Het robuuste Thomas-orgel van Vianen zou volgens het booklet zijn ‘geïnspireerd op orgels uit Bachs streek’. Welke orgels – en uit welke tijd – wordt niet vermeld. Met de vele oude barokorgels in Sachsen en Thüringen zijn in Vianen qua dispositie en intonatie op cd in ieder geval weinig parallellen te beluisteren. Maar ook wie het Trio Allein Gott BWV 676 beluistert vertolkt door een Murray Forbes Somerville op het sprankelende Flentrop-orgel (1958) van de Adolphus Bosch memorial Hall van Harvard University USA (Raven OAR 750, voor uw recensent beslist een vijfsterren Dritter Theil) weet direct wat hij of zij in Vianen aan natuurlijke articulatie via de pijpaanspraak mist. Duidelijker wordt dat nog met de wel heel erg kleurloos neutrale Vianer prestant- en tongwerkklank te beluisteren in BWV 670, vooral voor wie de kleurrijke klankwereld van een door Bach zelf en passant in Christe Aller welt Trost bij name genoemde Thüringer orgelmaker kent. Subtieler wordt het er in Vianen in combinatie met het toegepaste pedaliter portato in de grote Es-dur ook niet op.

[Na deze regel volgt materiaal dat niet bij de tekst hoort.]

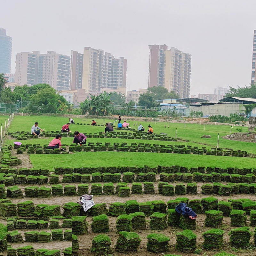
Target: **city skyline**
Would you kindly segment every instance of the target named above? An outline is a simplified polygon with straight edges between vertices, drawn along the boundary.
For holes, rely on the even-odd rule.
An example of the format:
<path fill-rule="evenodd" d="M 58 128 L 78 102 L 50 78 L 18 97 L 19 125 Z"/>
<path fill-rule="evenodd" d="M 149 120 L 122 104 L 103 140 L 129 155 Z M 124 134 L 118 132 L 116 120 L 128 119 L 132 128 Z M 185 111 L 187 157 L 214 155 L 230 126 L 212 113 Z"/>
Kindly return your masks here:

Special effect langs de Lek is de Unda maris, die afgaande op het booklet niet zoals gebruikelijk uit een zelfstandige zwevend gestemde pijpenreeks bestaat, maar tot stand komt bij halfopen sleepstand van de Praestant 8 vt discant. Het effect in Dies sind die heil’gen zehn Gebot is toch ietwat vervreemdend, alsof men het voor wat de stemming betreft met die ‘strenge canon’ zo nauw niet te nemen hoeft. Wellicht was het nieuwe instrument in plaats van dit effectregister toch beter af geweest met een wat uitgewogener bovenwerkdispositie. Een kleurregister als een Quintadeen 8 vt – die Abraham Meere hier in 1803 wél disponeerde – wordt nu toch node gemist. Of noemt Bach via het Vater unser en passant andermaal een orgelmaker via wiens disposities deze onovertroffen canon duidelijker registreerbaar is dan in Vianen, waar de weinig uitgesproken prestantklank in de linkerhand nu toch wat wegvalt tegen de onder een mooie articulatie beslist fraaier aansprekende hoofdwerkprestant?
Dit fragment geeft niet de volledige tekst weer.